Liberdade e autoridade
Por duas vezes nestas últimas semanas fomos confrontados com situações de maltrato a espectadores em estádios de futebol.
E foi no Porto, foi no Estoril, mas poderia ter sido em qualquer estádio do país, pois o que se passa é que assistir a um jogo de futebol, programa tradicional de família num domingo à tarde, tornou-se numa visita a um campo de batalha em que ninguém respeita ninguém e em que são valentes aqueles maltratam os seus concidadãos.
Começou por ser um assunto de claques em que um grupo de apoiantes de um clube de futebol considerava ser o seu papel amedrontar, insultar e agredir qualquer um que tivesse a ousadia de ter como clube um seu rival.
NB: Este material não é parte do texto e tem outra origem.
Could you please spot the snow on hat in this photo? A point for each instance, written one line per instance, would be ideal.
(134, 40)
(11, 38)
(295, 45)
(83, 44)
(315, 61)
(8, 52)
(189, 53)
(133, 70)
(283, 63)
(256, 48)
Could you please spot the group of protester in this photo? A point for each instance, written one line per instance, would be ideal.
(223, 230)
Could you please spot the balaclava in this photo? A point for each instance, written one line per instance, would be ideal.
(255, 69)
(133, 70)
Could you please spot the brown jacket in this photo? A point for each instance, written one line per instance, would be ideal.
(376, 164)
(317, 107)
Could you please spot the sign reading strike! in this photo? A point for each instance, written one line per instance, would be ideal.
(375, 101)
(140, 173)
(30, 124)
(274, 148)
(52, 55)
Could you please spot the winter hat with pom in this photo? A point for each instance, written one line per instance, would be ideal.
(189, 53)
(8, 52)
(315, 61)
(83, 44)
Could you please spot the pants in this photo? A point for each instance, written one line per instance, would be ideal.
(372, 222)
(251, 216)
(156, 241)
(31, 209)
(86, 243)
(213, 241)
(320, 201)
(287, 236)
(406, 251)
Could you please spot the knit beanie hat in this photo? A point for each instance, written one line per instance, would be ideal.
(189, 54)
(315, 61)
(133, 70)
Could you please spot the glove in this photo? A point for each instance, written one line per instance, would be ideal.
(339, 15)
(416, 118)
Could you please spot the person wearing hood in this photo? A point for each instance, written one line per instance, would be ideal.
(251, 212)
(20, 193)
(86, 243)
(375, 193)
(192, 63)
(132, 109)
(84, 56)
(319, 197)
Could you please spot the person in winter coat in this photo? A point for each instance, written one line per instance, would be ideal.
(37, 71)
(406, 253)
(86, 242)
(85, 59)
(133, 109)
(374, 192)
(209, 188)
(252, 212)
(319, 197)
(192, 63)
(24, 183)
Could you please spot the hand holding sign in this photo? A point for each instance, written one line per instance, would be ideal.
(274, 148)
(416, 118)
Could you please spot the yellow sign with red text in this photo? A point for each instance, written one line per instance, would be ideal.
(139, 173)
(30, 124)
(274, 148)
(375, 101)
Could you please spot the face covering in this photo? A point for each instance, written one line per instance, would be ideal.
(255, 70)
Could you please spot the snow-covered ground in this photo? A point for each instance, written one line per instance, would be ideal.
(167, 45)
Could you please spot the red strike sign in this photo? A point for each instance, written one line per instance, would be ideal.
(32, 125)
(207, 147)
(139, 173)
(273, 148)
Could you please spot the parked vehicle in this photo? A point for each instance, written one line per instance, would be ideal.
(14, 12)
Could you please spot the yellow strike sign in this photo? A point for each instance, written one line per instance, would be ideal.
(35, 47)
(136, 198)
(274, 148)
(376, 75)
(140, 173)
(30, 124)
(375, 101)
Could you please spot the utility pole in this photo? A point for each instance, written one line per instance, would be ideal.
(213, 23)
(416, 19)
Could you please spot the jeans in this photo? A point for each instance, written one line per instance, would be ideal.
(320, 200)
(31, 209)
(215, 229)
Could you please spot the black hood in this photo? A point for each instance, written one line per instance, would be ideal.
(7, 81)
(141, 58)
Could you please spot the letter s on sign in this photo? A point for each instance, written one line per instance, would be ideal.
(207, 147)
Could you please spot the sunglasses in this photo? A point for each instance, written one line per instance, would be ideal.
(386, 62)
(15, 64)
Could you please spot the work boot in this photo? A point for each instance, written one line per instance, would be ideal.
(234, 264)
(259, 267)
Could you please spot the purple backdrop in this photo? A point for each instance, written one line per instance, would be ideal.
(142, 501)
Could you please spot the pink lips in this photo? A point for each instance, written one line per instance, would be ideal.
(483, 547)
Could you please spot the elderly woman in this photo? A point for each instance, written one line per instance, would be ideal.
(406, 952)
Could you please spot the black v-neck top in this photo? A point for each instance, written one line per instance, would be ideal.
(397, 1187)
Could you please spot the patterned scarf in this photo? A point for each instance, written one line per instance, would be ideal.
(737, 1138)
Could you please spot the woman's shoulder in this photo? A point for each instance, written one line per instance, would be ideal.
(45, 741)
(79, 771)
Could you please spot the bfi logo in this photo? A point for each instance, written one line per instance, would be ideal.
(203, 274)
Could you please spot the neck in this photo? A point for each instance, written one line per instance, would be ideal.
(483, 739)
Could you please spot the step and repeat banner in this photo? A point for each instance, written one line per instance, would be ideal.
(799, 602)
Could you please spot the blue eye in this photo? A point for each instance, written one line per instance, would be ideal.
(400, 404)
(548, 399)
E os clubes apoiaram-nos de tal forma que estes grupos se foram formando como verdadeiros exércitos em que tudo lhes foi permitido, a bem de mostrar que cada clube tinha um grupo de alienados pior que os seus competidores, passando a ser normal que os cidadãos fossem confrontados com um enorme perigo de segurança e até de vida, por querer ir ver um jogo de futebol.
E morreram pessoas.
A morte de um adepto no Estádio Nacional deveria ter sido alerta suficiente para que a autoridade neste país tomasse conta do tema.
Pelo contrário, em vez de tomar uma atitude que eliminasse esta anormalidade social, as instituições policiais foram convidadas a entrar na contenda, não através de uma participação na luta entre os rivais, mas estruturando formas de manter esses grupos afastados e controlados enquanto se dirigem aos estádios e quando deles saem.
Ora, como bem sabemos, o mal não se resolve dando-lhe carinho e acompanhamento.
Como qualquer vírus, a solução da doença passa pela sua erradicação.
Há uma enorme confusão nos responsáveis do nosso país sobre o que é ser democrático e tolerante e o que é ser irresponsável e permissivo.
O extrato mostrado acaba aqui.